The least mobility noted in the thoracic region also depends on the inhibitory effects of the ribs connecting the chest into a rather rigid cylinder, as well as on the adjoining of the spinous processes connected to each other by a powerful ligamentous apparatus.

The total length of all discs in newborns is 50% of the length of the spinal column. During growth, the vertebral bodies grow faster than the discs. In adults, the total height of the intervertebral discs is 25% of the length of the spine.

Movements of the spine are carried out along three axes: 1) flexion and extension around the transverse axis; 2) lateral tilts around the sagittal axis; and 3) rotation (turns) of the body around the longitudinal axis. Circular movements are also possible, performed sequentially along all axes.
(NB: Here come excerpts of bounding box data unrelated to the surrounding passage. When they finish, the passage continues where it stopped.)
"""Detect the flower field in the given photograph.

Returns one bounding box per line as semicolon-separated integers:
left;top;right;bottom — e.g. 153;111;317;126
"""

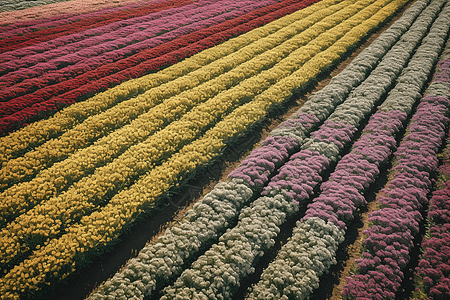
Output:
0;0;450;300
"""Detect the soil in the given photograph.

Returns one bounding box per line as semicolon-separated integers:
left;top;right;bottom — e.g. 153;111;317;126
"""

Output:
39;1;414;300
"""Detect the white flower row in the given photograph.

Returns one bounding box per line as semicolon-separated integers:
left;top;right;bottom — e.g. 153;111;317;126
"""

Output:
161;3;443;300
249;1;449;299
82;0;428;299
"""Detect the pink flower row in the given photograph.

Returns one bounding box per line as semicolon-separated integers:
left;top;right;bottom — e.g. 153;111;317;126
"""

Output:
0;0;206;74
343;97;450;299
228;113;320;191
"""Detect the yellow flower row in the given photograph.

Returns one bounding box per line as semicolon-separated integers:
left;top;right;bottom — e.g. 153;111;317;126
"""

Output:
0;0;342;171
0;0;355;191
0;0;407;299
0;0;374;270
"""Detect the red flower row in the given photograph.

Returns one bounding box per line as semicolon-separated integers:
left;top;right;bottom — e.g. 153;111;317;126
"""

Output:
0;0;194;53
0;0;318;136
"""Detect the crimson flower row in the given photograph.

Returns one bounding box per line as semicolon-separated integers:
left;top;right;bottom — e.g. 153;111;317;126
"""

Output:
249;2;446;299
84;0;412;299
0;0;273;109
343;5;450;299
413;182;450;299
161;0;432;299
0;0;193;53
412;92;450;299
0;0;317;135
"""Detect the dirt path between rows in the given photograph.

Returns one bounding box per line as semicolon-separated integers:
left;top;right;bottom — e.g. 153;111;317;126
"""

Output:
44;1;414;300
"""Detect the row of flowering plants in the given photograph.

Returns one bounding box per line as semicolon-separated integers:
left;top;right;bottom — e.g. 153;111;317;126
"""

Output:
0;0;412;299
2;2;356;227
249;3;450;299
0;0;320;138
342;6;450;299
411;46;450;299
85;1;447;299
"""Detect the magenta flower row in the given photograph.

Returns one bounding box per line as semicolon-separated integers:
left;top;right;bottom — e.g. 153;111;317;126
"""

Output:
343;96;450;299
311;120;356;150
0;0;166;39
0;0;194;62
0;0;218;76
302;111;406;230
414;122;450;299
0;0;270;117
228;113;320;190
0;0;273;105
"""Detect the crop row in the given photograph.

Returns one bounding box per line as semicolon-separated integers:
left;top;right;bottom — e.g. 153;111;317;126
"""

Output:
0;0;71;12
0;1;274;95
0;0;156;25
166;2;448;299
2;2;347;230
86;1;427;299
343;6;450;299
2;1;403;297
0;2;370;270
0;0;188;53
0;0;318;137
0;1;179;41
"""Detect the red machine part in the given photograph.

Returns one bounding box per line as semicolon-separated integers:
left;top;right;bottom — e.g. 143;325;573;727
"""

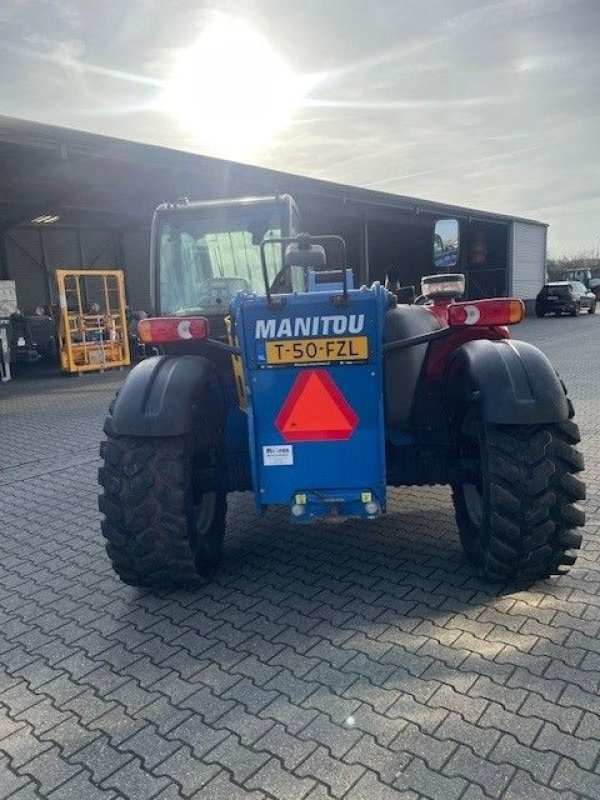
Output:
138;317;208;344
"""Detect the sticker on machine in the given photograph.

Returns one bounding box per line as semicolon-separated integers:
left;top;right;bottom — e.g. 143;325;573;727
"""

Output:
263;444;294;467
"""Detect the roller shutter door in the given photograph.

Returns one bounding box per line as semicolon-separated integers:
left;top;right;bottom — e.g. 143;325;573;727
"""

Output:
512;222;546;300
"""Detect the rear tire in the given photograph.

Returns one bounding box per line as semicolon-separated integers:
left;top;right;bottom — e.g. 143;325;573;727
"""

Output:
98;433;227;588
452;418;585;583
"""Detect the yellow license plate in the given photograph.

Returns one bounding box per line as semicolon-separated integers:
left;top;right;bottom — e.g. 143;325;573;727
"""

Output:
266;336;369;364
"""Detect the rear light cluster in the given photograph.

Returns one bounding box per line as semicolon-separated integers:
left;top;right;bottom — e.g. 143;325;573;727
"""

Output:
448;297;525;327
137;317;208;344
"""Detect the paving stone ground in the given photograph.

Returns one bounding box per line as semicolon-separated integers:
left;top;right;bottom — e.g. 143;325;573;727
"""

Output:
0;315;600;800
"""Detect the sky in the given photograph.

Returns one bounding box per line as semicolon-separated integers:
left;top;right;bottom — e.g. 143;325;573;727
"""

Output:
0;0;600;255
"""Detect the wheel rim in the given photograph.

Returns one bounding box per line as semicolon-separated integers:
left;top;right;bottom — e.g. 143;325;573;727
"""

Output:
462;483;483;528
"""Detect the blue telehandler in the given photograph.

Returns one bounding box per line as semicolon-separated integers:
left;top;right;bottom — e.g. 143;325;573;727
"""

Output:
99;195;585;587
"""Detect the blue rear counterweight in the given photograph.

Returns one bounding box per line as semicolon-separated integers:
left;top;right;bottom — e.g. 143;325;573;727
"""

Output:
232;284;387;521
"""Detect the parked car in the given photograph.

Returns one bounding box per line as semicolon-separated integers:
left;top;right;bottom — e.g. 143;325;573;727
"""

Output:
535;281;598;317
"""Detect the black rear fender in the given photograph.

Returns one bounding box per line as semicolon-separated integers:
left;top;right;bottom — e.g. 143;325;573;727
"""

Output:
105;355;226;447
444;339;569;425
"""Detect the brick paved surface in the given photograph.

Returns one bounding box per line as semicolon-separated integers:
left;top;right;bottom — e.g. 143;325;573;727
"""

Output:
0;315;600;800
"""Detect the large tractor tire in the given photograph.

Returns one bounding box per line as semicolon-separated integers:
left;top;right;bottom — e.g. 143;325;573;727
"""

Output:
99;432;227;588
452;418;585;583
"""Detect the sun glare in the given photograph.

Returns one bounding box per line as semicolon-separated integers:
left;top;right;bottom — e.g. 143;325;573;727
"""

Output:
160;15;308;159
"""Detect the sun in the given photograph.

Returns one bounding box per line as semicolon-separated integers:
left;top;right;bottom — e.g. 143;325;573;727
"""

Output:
159;14;310;159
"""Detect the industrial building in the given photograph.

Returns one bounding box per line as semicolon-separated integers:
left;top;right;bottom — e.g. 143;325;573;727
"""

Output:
0;117;547;314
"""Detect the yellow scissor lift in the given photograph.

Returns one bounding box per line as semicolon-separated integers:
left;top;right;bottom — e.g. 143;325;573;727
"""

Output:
56;269;130;374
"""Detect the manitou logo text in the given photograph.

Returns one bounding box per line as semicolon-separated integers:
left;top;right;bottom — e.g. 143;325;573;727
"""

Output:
255;314;365;339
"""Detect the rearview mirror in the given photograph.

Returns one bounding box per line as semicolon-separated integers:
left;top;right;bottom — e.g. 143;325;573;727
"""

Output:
433;219;460;272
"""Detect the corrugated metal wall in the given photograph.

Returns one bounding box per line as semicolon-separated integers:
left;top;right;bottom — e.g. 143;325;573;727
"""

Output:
123;231;151;312
4;228;150;314
4;230;48;314
512;222;546;300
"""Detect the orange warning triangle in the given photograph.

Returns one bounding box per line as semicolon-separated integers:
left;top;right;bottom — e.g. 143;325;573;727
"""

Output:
275;369;358;442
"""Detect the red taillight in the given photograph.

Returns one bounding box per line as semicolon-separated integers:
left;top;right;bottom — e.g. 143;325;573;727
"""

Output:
448;297;525;327
137;317;208;344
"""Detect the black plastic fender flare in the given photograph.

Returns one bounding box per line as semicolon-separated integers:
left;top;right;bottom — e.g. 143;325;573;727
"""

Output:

Rotational movements predominate in the cervical and upper thoracic regions. Flexion and extension reach the greatest extent in the lumbar and cervical regions, lateral movements - in the lower thoracic region. When the spine is flexed, only the thoracic region is practically bent, while the cervical and lumbar regions are straightened, while, on the contrary, the cervical and lumbar regions unbend, and the thoracic region straightens.
In addition, circular motion around intermediate axes is possible, as well as lengthening and shortening of the spine by increasing or smoothing the curves of the spine while contracting or relaxing the corresponding muscles (spring movements).
However, it should be noted that the numerical data, based on the materials of different authors, vary widely. So, for example, the flexion of the spine as a whole varies within 33-200°. These fluctuations are undoubtedly associated with many factors - the degree of muscle training, age and profession, compliance of the ligamentous apparatus, etc.

The static-dynamic apparatus of the spine is under the constant control of the muscles of the whole body: the trunk, abdomen, muscles that connect the trunk with lower limbs, and even under the influence of the respiratory muscles, including the diaphragm.